Startup Spotlight: Elemental Enzymes partners with Bayer

On the left, crops without Elemental Enzymes treatment; on the right, crops with an EE enhancement.

Drs. Brian and Katie Thompson, of Elemental Enzymes Ag and Turf LLC, want to feed a world population expected to surpass 9 billion by 2050.

The couple’s company, a client of the Missouri Innovation Center, announced a research initiative with Bayer CropScience, one of the world’s leading innovative crop science companies. The initiative aims to utilize Elemental Enzymes’ patented agricultural products to improve crop productivity.

“Our technology is a way to stabilize enzymes, proteins and peptides. It’s one of our main technologies that our company is founded on,” Katie Thompson says. “Since we’ve gone into [agriculture], we’ve really started to develop other products and technologies around that initial base.”

Reaching a licensing deal with a top agricultural company was no easy task. In 2011, the couple made the leap to commercialize their research and technology. They worked with Bill Turpin and Quinten Messbarger, respectively the CEO and assistant director of the MIC, as well as Commercialization Specialist Paul Bateson at the Missouri Small Business and Technology Development Centers, to avoid early business mistakes while they polished and tested their product.

The MIC and the MSBTDC advised Elemental Enzymes to not only provide the best product, but also maintain their business model.
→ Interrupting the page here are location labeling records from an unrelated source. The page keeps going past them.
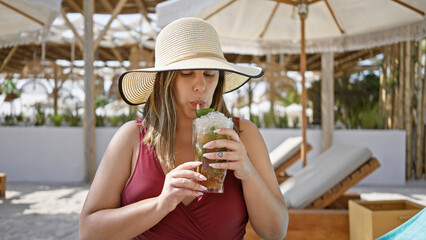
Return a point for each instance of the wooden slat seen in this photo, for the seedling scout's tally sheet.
(420, 135)
(410, 7)
(9, 56)
(350, 181)
(114, 14)
(22, 13)
(269, 20)
(334, 17)
(220, 9)
(77, 36)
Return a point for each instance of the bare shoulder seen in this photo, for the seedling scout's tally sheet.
(128, 133)
(248, 129)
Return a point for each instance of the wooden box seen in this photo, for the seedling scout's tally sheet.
(372, 219)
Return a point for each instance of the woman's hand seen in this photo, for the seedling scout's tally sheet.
(236, 156)
(181, 182)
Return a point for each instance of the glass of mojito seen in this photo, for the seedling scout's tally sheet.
(202, 133)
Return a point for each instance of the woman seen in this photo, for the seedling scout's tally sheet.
(145, 186)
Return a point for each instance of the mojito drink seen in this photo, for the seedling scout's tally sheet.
(202, 133)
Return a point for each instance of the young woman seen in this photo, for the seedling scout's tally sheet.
(145, 186)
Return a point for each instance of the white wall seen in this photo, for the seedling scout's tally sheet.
(56, 155)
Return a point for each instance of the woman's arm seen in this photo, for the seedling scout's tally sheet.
(265, 203)
(249, 158)
(103, 218)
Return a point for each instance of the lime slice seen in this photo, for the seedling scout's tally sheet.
(204, 111)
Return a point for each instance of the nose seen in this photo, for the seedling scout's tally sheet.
(199, 82)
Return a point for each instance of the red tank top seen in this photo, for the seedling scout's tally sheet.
(211, 216)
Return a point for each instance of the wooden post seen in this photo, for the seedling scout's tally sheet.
(302, 73)
(2, 184)
(407, 110)
(390, 94)
(89, 109)
(420, 114)
(327, 99)
(396, 99)
(382, 89)
(9, 56)
(401, 86)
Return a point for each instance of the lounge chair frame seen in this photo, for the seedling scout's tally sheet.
(316, 222)
(281, 173)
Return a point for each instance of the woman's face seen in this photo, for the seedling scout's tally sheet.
(192, 87)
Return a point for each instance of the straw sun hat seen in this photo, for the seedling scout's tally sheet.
(187, 43)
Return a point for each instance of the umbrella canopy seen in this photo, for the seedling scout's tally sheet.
(26, 21)
(262, 27)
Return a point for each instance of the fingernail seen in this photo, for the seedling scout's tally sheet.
(207, 145)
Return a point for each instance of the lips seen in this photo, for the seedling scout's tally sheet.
(200, 103)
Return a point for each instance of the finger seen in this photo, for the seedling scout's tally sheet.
(188, 192)
(222, 143)
(230, 156)
(228, 132)
(224, 165)
(187, 184)
(188, 165)
(187, 174)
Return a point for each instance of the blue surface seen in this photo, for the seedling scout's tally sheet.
(414, 228)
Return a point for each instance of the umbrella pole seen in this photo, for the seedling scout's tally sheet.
(302, 72)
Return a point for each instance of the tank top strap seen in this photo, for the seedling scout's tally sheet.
(141, 128)
(236, 121)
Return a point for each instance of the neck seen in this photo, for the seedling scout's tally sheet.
(183, 124)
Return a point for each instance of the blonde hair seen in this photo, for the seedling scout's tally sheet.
(159, 115)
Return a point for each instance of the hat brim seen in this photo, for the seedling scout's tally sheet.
(135, 86)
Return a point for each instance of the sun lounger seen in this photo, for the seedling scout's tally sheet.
(324, 179)
(319, 184)
(286, 154)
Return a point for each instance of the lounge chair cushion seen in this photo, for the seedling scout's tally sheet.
(322, 173)
(285, 151)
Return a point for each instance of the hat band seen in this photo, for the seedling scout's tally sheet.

“Almost everyone we’ve met has had an idea about how we can use an enzyme in a different market, and we are still getting those ideas,” says Katie Thompson.
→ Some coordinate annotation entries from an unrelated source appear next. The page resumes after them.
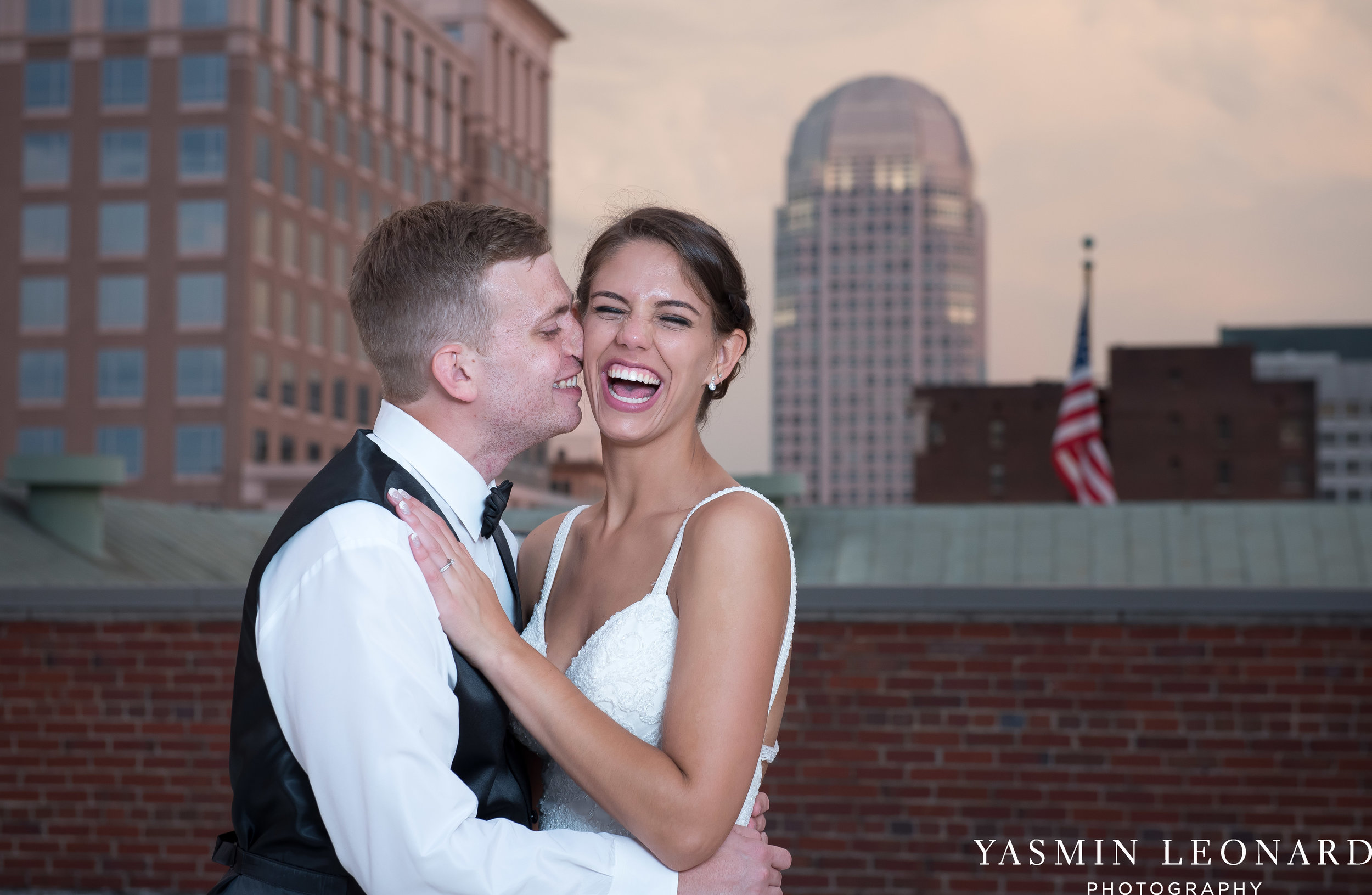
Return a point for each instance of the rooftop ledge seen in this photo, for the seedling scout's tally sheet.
(816, 603)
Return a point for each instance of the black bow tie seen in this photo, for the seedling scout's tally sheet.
(496, 507)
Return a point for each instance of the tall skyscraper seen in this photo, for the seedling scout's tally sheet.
(182, 198)
(880, 286)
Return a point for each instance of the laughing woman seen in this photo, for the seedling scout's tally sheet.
(657, 714)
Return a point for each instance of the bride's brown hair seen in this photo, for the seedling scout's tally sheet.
(709, 267)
For now, Elemental Enzymes develops their products and technologies around that initial agricultural base, with applications potentially including reduction of air and soil toxins. The company’s first product boasts a 10 percent crop yield increase in harsh conditions.
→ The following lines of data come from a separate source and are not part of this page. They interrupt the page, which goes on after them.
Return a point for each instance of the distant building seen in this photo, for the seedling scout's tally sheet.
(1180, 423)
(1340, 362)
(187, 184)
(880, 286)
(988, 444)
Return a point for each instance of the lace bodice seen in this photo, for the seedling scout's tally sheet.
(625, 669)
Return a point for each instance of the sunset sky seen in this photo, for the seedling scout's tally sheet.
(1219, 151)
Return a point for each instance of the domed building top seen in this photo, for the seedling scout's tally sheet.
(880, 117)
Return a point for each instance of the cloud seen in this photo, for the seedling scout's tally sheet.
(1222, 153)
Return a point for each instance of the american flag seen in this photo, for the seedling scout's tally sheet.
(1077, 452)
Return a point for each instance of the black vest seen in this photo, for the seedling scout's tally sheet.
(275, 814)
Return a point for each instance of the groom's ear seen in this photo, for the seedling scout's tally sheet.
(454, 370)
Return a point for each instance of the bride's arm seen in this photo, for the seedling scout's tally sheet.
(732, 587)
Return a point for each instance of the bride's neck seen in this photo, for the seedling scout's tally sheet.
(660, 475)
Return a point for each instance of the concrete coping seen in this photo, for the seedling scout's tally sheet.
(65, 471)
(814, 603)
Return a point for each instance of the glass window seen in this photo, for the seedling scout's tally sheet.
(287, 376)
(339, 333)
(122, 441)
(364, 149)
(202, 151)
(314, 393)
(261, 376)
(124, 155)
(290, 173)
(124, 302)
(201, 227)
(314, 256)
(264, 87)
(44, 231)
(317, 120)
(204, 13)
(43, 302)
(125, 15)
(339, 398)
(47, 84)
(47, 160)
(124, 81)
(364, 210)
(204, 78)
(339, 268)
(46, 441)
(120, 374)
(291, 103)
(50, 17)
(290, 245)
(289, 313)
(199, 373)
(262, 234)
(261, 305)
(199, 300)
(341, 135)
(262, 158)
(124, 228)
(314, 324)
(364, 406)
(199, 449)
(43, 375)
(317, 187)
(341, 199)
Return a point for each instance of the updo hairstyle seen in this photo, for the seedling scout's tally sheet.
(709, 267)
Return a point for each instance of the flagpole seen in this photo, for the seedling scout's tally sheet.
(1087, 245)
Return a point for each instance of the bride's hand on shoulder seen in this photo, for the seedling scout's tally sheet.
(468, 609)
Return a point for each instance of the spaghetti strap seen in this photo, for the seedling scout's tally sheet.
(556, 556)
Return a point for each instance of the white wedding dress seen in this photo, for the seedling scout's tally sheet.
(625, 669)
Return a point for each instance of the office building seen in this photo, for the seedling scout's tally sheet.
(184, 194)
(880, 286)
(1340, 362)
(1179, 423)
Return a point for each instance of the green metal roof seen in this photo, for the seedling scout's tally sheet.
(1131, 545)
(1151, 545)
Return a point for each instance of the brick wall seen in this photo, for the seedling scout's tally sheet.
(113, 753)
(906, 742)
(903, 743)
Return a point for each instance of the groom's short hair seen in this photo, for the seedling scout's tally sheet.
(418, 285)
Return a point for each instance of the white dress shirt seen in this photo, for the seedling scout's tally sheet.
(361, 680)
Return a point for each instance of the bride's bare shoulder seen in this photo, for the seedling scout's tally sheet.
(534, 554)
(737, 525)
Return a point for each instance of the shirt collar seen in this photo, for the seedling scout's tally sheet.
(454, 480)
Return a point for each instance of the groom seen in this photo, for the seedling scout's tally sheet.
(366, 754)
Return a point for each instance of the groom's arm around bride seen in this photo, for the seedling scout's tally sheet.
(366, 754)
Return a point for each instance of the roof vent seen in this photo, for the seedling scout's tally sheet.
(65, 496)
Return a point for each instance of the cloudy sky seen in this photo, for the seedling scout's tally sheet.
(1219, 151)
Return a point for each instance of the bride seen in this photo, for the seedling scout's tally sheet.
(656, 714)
The Thompsons are no strangers to creativity. They received the Missouri SBTDC Rising Star of Innovation award in 2012, and they hope to use their talents with Bayer. “[Bayer CropScience] really brings a lot to the table, and we can mix that with some of our technologies and expertise,” Brian Thompson says. “It’s really a win-win collaboration to get together and develop the best products.”

Photos provided by Elemental Enzymes.